Nov 13, 2015 - 04:27pm PT
Jaybro, bro, I look at what I wrote and even I have a hard time believing that I had such good luck!

It is all true, and my streak kept on streakin' later that fall with a certain Debbie from Snelling, who visited me in the hospital whilst I recovered from the accident which caused me to have my thumb amputated.

I quietly played the old sympathy card and she responded as sympathetically as she could...right there in the hospital and then again once I was back on the streets.

Then came a long, long drought.

You don't miss what you've got till it's gone.

And Evel, some women are just sadists.



drljefe

climber
El Presidio San Augustin del Tucson
Nov 13, 2015 - 05:59pm PT
Never let the truth get in the way of a good story.
zBrown

Ice climber
Nov 13, 2015 - 07:38pm PT
Burt Reynolds once again is calling Sally Field "the love of my life" -- but she's not saying very much in return. At least not publicly.

"I miss her terribly," the 79-year-old movie star tells Vanity Fair in its December issue. "Even now, it's hard on me. I don't know why I was so stupid. Men are like that, you know. You find the perfect person, and then you do everything you can to screw it up."
zBrown

Ice climber
Nov 14, 2015 - 10:10am PT
t's so unlike Jim to throw something up without at least one musical interlude, so without further ad.
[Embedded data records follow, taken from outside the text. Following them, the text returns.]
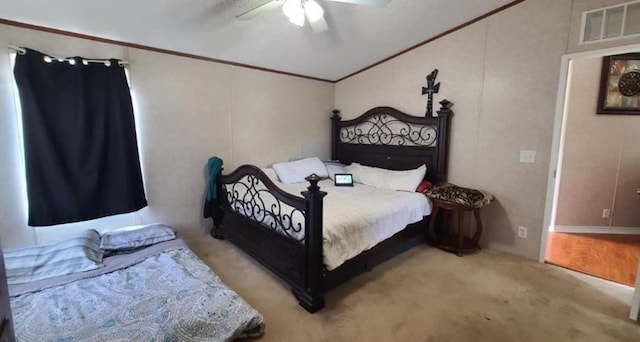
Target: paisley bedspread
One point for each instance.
(162, 293)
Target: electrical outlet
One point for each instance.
(527, 156)
(522, 232)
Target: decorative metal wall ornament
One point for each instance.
(250, 197)
(383, 129)
(620, 85)
(431, 88)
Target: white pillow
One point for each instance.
(403, 180)
(133, 237)
(78, 254)
(271, 173)
(296, 171)
(334, 167)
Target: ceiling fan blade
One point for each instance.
(259, 10)
(379, 3)
(320, 25)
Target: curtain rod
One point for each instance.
(49, 58)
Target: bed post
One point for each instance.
(444, 116)
(214, 211)
(335, 131)
(312, 296)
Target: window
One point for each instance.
(80, 144)
(610, 23)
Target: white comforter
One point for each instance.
(359, 217)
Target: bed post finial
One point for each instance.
(311, 296)
(444, 118)
(335, 131)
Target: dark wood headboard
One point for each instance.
(385, 137)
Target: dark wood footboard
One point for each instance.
(260, 218)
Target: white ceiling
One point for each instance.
(358, 35)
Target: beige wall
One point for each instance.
(186, 110)
(601, 158)
(502, 75)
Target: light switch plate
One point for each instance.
(527, 156)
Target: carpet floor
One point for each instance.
(426, 294)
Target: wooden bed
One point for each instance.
(381, 137)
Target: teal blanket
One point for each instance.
(214, 166)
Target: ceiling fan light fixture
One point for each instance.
(313, 10)
(294, 11)
(298, 18)
(290, 7)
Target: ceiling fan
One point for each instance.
(298, 10)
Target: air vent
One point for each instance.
(610, 23)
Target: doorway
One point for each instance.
(580, 229)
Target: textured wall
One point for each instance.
(601, 157)
(502, 75)
(187, 110)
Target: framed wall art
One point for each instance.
(620, 85)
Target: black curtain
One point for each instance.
(81, 153)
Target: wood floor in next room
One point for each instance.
(612, 257)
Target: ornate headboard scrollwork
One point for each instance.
(386, 137)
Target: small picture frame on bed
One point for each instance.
(343, 179)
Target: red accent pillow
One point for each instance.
(424, 186)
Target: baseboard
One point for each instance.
(596, 230)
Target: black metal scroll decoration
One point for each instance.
(252, 199)
(384, 129)
(430, 89)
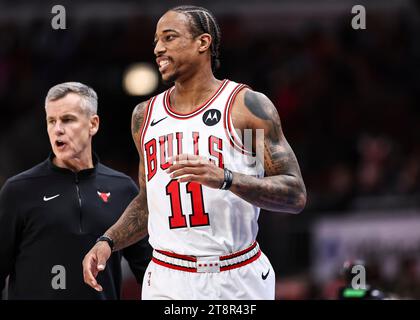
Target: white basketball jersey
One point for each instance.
(189, 218)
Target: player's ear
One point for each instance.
(93, 124)
(205, 40)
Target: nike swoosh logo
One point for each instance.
(50, 198)
(156, 122)
(264, 276)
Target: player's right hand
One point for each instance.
(94, 262)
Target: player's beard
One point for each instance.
(171, 79)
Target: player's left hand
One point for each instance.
(188, 167)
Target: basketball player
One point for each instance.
(199, 193)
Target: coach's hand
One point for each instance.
(187, 168)
(94, 262)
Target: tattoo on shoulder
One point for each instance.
(261, 107)
(138, 116)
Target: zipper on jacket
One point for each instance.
(80, 202)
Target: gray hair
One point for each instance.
(89, 98)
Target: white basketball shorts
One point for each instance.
(245, 275)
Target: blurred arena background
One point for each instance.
(348, 100)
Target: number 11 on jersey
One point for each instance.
(198, 217)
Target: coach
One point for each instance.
(52, 214)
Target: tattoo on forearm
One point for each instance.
(132, 226)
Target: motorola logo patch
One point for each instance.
(211, 117)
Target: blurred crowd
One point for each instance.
(348, 101)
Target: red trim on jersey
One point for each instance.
(170, 111)
(227, 121)
(178, 256)
(146, 121)
(239, 253)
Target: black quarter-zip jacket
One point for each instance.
(50, 216)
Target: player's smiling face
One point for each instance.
(70, 130)
(176, 49)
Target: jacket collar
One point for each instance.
(81, 173)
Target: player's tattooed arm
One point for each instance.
(132, 225)
(283, 188)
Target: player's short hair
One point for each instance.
(203, 21)
(89, 98)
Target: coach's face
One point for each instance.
(176, 50)
(70, 129)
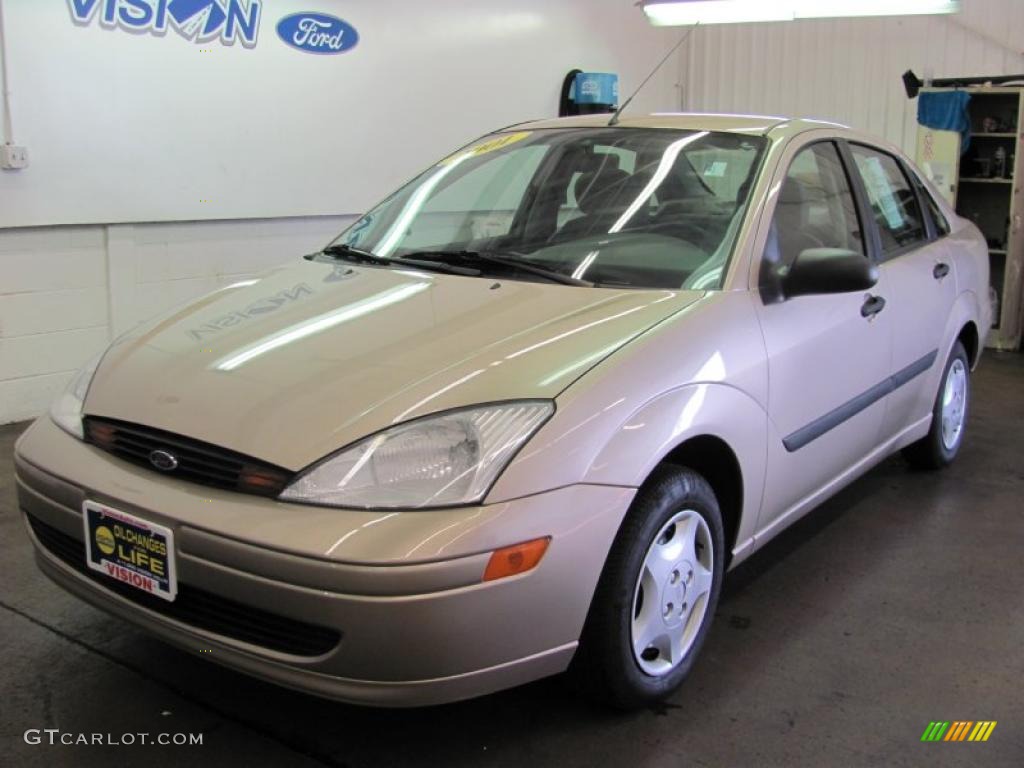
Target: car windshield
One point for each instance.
(613, 207)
Life does go on, even after the thrills desert.

[Click to View YouTube Video]


H Rap Brown on base @2:41.
donini

Trad climber
Ouray, Colorado
Topic Author's Reply - Dec 1, 2015 - 07:14am PT
If there was ever a time for no words it's now Randisi.
mastadon

Trad climber
crack addict
Dec 1, 2015 - 07:28am PT
I may have had a few amorous adventures in C4 in the early 70's....

I remember a few of us were sitting at our picnic table in the middle of camp in the mid to late 70's. We were a scruffy, desperate bunch of losers when an indescribably beautiful young indian girl came walking by. A true indian princess. We were all stunned to silence. You could hear the stoves hissing and cars driving by but our site was as silent as a tomb. Every one of us was transfixed on this indian goddess with our mouths agape. She was looking for Ron Kauk. The girl was Lucy Parker.

I was talking to her a couple years ago and told her of this event. She laughed, we laughed. Great times, great memories.